We tend to assume that others experience the world in the same way that we do and it can sometimes be a bit of a shock when we realise that their world is different.
There's some fascinating research being done at Sussex University by Jamie Wild into synaesthesia. This is the 'condition' where people experience the ordinary world in extraordinary ways.
They can see numbers in colour, words can have tastes, sounds can have colours too, as well as days of the week. For example, the sound of a violin may be blue. The sound is both heard and seen, but the colour doesn't replace the sound, it exists alongside it, so is considered as an extra sensation.
And of course, if you've been born with synaesthesia, you have no idea that others don't taste bacon at the sight of a five pound note.
I can still vividly remember having my first eye test when I was about 7 years old. No one had ever told me you were supposed to be able to read the blackboard, I thought everyone
copied from the person sitting next to them. And when I still couldn't read the chart the assumption was that I didn't know my alphabet and so they gave me pictures of animals to identify instead. Doh!
James tells a lovely story about a woman who had no idea that her way of experiencing the world was fundamentally different from the people around her. She didn't 'discover' her synaesthesia until her early twenties when she made a comment to her parents about a number. They were disputing a number she had given them and she said, by way of proof, that it couldn't have been 70 and had to be 40 because it was a red number with a warm feel and it was only half way up the line to 100. 'it is extremely strange when the two people who know you better than anyone else regard you as though you were a complete alien!'
Often people will name their children to fit their synaesthesia and choose their partners on the same basis. A new mother was thinking about her son's name which is red and yellow like hers. Her husband's name is yellow. When choosing a name for her son, she knew she couldn't have a blue or a purple name – 'it would feel like having a stranger in the family'.
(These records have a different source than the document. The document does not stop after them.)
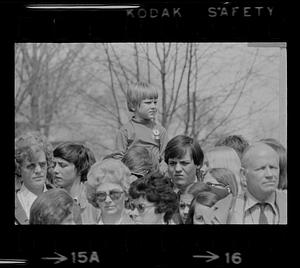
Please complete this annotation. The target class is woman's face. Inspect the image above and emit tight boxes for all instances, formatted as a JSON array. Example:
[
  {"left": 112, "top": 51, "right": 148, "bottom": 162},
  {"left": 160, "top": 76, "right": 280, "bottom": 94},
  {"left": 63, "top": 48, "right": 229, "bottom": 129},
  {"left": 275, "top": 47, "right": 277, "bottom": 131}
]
[
  {"left": 193, "top": 203, "right": 213, "bottom": 224},
  {"left": 96, "top": 182, "right": 125, "bottom": 215},
  {"left": 21, "top": 150, "right": 47, "bottom": 190},
  {"left": 54, "top": 157, "right": 78, "bottom": 189},
  {"left": 130, "top": 197, "right": 164, "bottom": 224},
  {"left": 167, "top": 150, "right": 197, "bottom": 191},
  {"left": 203, "top": 172, "right": 219, "bottom": 184},
  {"left": 179, "top": 194, "right": 193, "bottom": 222},
  {"left": 61, "top": 212, "right": 75, "bottom": 225}
]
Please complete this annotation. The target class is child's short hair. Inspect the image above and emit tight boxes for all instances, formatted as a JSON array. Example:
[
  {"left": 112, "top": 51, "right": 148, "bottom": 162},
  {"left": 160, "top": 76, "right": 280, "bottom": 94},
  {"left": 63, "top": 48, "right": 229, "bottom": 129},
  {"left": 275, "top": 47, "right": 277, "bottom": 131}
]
[{"left": 126, "top": 82, "right": 158, "bottom": 112}]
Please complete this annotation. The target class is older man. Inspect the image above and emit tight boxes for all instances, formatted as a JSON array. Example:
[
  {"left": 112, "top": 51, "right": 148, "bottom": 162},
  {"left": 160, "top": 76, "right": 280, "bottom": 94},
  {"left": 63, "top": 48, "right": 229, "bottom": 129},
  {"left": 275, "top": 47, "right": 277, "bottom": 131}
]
[{"left": 231, "top": 142, "right": 287, "bottom": 224}]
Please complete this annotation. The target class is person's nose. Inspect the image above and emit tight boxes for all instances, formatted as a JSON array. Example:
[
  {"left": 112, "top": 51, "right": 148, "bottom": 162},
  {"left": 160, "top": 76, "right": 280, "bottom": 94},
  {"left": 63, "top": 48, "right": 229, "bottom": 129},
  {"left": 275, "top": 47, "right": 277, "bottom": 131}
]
[
  {"left": 175, "top": 163, "right": 182, "bottom": 172},
  {"left": 34, "top": 164, "right": 42, "bottom": 174},
  {"left": 265, "top": 166, "right": 273, "bottom": 177},
  {"left": 53, "top": 165, "right": 59, "bottom": 174},
  {"left": 183, "top": 206, "right": 189, "bottom": 215},
  {"left": 129, "top": 208, "right": 139, "bottom": 219},
  {"left": 150, "top": 101, "right": 156, "bottom": 109},
  {"left": 104, "top": 194, "right": 113, "bottom": 203}
]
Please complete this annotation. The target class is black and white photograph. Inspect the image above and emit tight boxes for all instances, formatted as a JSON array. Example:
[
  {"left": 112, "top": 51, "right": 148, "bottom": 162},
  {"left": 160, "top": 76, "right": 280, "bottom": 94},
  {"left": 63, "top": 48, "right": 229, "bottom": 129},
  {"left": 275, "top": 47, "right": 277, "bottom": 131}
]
[
  {"left": 15, "top": 42, "right": 287, "bottom": 224},
  {"left": 0, "top": 0, "right": 295, "bottom": 268}
]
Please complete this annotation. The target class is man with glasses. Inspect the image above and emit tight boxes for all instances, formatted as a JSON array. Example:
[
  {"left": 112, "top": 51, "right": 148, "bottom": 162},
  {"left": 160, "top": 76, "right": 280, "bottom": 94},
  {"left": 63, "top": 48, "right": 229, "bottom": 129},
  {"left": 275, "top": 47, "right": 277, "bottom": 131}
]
[{"left": 15, "top": 132, "right": 53, "bottom": 224}]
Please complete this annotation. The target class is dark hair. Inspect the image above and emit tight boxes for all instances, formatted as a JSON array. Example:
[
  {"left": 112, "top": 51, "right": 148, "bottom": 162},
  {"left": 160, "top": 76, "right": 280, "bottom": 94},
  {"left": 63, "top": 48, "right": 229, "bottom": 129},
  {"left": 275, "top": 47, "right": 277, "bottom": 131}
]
[
  {"left": 129, "top": 172, "right": 178, "bottom": 223},
  {"left": 186, "top": 181, "right": 229, "bottom": 200},
  {"left": 126, "top": 82, "right": 158, "bottom": 112},
  {"left": 53, "top": 142, "right": 96, "bottom": 182},
  {"left": 122, "top": 145, "right": 158, "bottom": 175},
  {"left": 165, "top": 135, "right": 204, "bottom": 166},
  {"left": 260, "top": 138, "right": 287, "bottom": 190},
  {"left": 15, "top": 131, "right": 53, "bottom": 182},
  {"left": 185, "top": 191, "right": 219, "bottom": 224},
  {"left": 29, "top": 188, "right": 74, "bottom": 224},
  {"left": 207, "top": 168, "right": 238, "bottom": 196},
  {"left": 215, "top": 135, "right": 249, "bottom": 158}
]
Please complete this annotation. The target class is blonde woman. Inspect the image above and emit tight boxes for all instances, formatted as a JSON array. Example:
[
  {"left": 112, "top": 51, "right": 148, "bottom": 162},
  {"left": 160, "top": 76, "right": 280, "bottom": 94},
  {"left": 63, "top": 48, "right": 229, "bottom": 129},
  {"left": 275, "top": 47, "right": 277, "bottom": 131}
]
[
  {"left": 201, "top": 146, "right": 245, "bottom": 193},
  {"left": 86, "top": 159, "right": 136, "bottom": 224}
]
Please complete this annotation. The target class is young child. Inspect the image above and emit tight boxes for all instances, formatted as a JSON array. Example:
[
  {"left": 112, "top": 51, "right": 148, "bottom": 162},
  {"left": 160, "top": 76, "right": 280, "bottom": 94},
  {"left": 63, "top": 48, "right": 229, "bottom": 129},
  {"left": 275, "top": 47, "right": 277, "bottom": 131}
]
[{"left": 116, "top": 83, "right": 167, "bottom": 165}]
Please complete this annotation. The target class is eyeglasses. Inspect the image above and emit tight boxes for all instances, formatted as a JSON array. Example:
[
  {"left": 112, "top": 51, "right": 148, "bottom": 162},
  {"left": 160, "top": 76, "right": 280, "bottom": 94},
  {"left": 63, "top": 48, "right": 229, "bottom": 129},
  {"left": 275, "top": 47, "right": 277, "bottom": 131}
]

We assume that others see things and experience the world in the same way as us. I love sitting in my garden and looking at the colours in it. The man who designed it seemed to effortlessly tap in to exactly to what I wanted. But I sometimes wonder how any of us ever manage to communicate with each other at all!
Have you ever found that? When you're working with someone and you thought you were both talking about the same thing (mission statement, objective etc) and then you realise that although you're using the same words, in the same language, they mean and see things in a completely different way? I'd love to know if you have!












Great post on colour appreciation. Each human has a unique red green blue cone receptor mix, so a unique view of the world. A congential colour defect exists in some, red/ green being the most common
Did you know?
some dogs can not see Colour, they see black and white. Im so glad i can see colours.